Amazon Review by Matt DeStasio
269 people found the following review helpful
OLED vs 4K
One question that seems to echo repeatedly is "Why would I ever want to spend more money on a 1080p TV than a top of the line 4K set?"
And its a great question, really. After all, everything most consumers hear - from advertisers, sales people, friends, and family alike would suggest that the incredible amount of detail picked up by those 6 million extra pixels is the way to go in 2016. How could so many people be wrong about something as obvious as picture quality?
Firstly, everything you see in a retail environment is perfect in benefiting the brightest screen in the room. So, compared to some of the high end 4K models like the Samsung S8500, OLED just doesnt seem to have the same ‘pop’. Back when plasma TVs were popular, some retailers addressed this by keeping their TVs in a dark area of the store to emulate what you might be getting at home. But that still doesn’t address the issue at hand - resolution IS what matters, right? Isn’t that why we all switched to 1080p?
Yes and no. Because of that switch, we began to see what was once perceived as an incredible amount of detail in our TVs, and benefit now from a clear, clean picture in a much larger size range. And while the same can be said about 4K’s promise, it won’t make a noticeable difference at home unless you’re either sitting within 4 feet of your TV or you’re buying something over 90", and even then it won’t make an incredible argument for itself until 2160p is standardized through all programming. So, ask yourself these questions - “When I saw a 4K TV in a store, how close was I standing? When I stand further away, am I noticing more details, or just a cleaner picture with much improved depth and vibrancy?”
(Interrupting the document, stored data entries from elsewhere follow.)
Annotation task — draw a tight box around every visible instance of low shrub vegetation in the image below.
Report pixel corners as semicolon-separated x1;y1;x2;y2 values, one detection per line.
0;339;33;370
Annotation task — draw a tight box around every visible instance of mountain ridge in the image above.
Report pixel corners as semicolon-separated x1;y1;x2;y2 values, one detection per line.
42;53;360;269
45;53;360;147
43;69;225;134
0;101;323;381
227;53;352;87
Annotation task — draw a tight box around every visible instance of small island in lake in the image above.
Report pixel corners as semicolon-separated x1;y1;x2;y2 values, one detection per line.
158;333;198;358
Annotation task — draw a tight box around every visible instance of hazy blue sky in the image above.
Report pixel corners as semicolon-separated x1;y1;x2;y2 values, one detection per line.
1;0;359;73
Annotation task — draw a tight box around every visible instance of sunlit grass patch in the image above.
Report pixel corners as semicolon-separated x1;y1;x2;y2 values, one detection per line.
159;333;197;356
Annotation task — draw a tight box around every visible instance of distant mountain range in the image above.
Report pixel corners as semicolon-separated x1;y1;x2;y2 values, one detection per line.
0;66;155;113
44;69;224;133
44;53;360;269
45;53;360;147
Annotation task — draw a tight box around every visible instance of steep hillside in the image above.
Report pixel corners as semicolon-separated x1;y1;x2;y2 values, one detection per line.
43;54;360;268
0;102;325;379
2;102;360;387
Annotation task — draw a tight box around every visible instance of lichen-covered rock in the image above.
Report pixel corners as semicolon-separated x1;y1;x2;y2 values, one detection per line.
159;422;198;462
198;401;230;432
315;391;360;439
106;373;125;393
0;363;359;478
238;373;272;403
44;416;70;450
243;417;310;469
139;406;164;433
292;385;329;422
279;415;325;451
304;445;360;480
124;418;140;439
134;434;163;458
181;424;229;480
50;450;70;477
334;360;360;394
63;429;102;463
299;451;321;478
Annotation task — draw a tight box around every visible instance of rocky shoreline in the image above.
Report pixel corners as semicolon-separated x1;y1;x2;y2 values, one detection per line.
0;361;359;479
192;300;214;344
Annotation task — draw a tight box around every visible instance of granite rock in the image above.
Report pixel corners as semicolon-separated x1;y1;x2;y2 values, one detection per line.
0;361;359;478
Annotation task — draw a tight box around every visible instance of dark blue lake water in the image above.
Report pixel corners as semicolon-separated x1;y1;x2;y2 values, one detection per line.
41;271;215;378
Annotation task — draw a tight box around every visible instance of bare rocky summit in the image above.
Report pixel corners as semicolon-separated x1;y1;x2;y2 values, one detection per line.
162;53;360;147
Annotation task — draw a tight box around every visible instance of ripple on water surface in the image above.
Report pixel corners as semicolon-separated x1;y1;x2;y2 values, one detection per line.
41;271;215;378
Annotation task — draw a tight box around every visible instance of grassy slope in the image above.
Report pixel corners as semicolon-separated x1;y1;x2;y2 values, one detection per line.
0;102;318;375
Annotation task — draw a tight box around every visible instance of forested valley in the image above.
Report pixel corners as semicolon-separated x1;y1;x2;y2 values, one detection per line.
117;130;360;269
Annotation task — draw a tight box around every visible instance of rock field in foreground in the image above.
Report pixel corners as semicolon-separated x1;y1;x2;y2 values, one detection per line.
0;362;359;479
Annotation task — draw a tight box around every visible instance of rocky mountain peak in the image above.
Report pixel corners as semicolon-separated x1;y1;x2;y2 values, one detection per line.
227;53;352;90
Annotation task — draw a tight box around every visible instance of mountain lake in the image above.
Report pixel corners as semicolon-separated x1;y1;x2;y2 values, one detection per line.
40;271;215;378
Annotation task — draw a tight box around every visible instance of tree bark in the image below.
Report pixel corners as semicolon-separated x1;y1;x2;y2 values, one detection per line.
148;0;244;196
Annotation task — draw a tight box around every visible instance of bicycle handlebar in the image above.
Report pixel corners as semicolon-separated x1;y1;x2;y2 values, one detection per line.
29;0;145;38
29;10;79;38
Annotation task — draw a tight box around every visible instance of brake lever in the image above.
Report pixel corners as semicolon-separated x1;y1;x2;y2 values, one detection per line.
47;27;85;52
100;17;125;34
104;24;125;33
The remarkable thing about OLED TVs is that they actually produce more depth through their infinite contrast when compared to even the best 4K TVs, and they highlight the detail in everything you’ll ever watch in HD. Even if 4K does become the new standard someday, from where you normally sit, you won’t actually notice more detail. As of this writing, most of the content you watch - being that its 1080p - has a decent chance of looking worse on a 4K display, because the upscaling process tends to leave small artifacts, or confused sections of screen fluttering about. This can even cause some serious motion blur, whereas the LG 9100 has been praised for producing virtually none whatsoever.
Buying a TV is like buying a car for a lot of people. Ever notice that when people spend a lot of money on a new car they go on and on about how it’s such a great vehicle? TVs work in that same way. If your friend drops a solid amount of cash on a brand new 4K TV, it’s suddenly the best TV you could ever own. And while it may be a clearer picture than their old TV, LED TVs have gotten much cleaner over the last 3 years, so it would be odd if it didn’t look noticeably better than what they had before regardless of the resolution.
Knowing all of this and a lot more, I confidently bought this OLED. I’ll admit, I was still somewhat concerned with whether it would look as good as my buddy’s Samsung 8500, or even my brothers 7100, being that when I saw the two TVs in their respective homes, I thought the quality was fantastic on both sets. The OLED, however, is a beast of an entirely different species. The first thing I did after setting it up was test out 5 unique type of content - vibrant 2D and 3D (Mad Max), dark 2D and 3D (Gravity), video games (Madden and Fallout 4), cable TV, and sports. If I were even the least bit underwhelmed or disappointed, I would have taken this TV back within a day or two and saved some money getting the 8500. I was not only reassured by the quality, I had actually set my own expectations lower than what the TV actually produced.
If youre a videophile, and you want the best TV available on the market, you will not be disappointed by the LG 9100.